Construction is one of the most visual industries that exists. You take a piece of land and turn it into a building. The transformation is dramatic, tangible, and inherently cinematic. And yet, as an industry, construction is years behind almost every other sector when it comes to using video. Most construction companies have a website with some stock photos, maybe a few still images of completed projects, and nothing else. The work speaks for itself, they say. And they are right that the work is impressive. But nobody can see it.

I have worked with construction firms, property developers, and civil engineering companies, and the reaction is always the same. They commission one piece of video content, see the response it generates from clients and recruits, and immediately ask why they did not do this five years ago. Video is not a luxury for construction companies. It is a competitive advantage that most of your competitors are still ignoring.

Project timelapse: the easiest win

A timelapse of a construction project from groundbreaking to completion is one of the most compelling pieces of video content any business can produce. It compresses months or years of work into minutes. It shows the scale of what you do in a way that finished photos never can. And it is endlessly shareable.
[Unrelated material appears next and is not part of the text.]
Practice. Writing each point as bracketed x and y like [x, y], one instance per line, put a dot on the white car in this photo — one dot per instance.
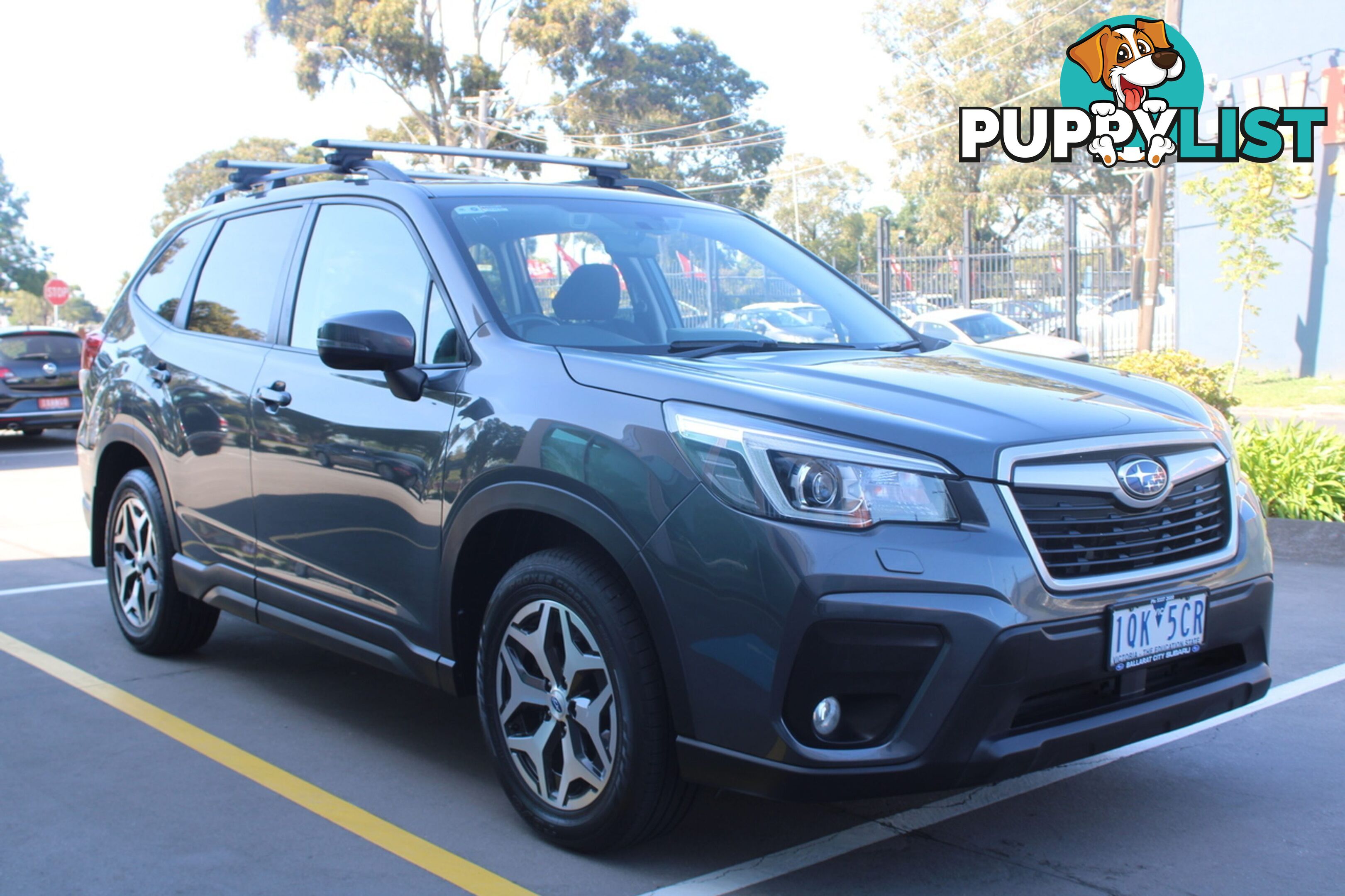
[988, 329]
[783, 321]
[1111, 327]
Clients share it because they are proud of their project. Your team shares it because they are proud of their work. Industry contacts share it because it is genuinely impressive to watch.

The technical approach depends on the project length and site conditions. For shorter projects (weeks to months), I set up a camera position and visit the site at regular intervals to capture progress. For longer projects, a fixed camera with remote access and automated capture is more practical. The camera takes a frame at set intervals, and the images are compiled into a smooth timelapse in post.

The key considerations for construction timelapse are:

Moss Davis with Blackmagic URSA camera on tripod filming outdoors

Drone documentation: the aerial perspective

Drone footage on construction sites serves two distinct purposes. First, it provides a dramatic aerial perspective for marketing content. A sweeping shot of a half-built development with cranes against a morning sky is visually stunning and immediately communicates scale. Second, it serves a practical documentation purpose. Regular drone flights over a site capture progress from above, show the spatial relationship between different parts of the build, and create a visual record that can be referenced during the project and archived for future reference.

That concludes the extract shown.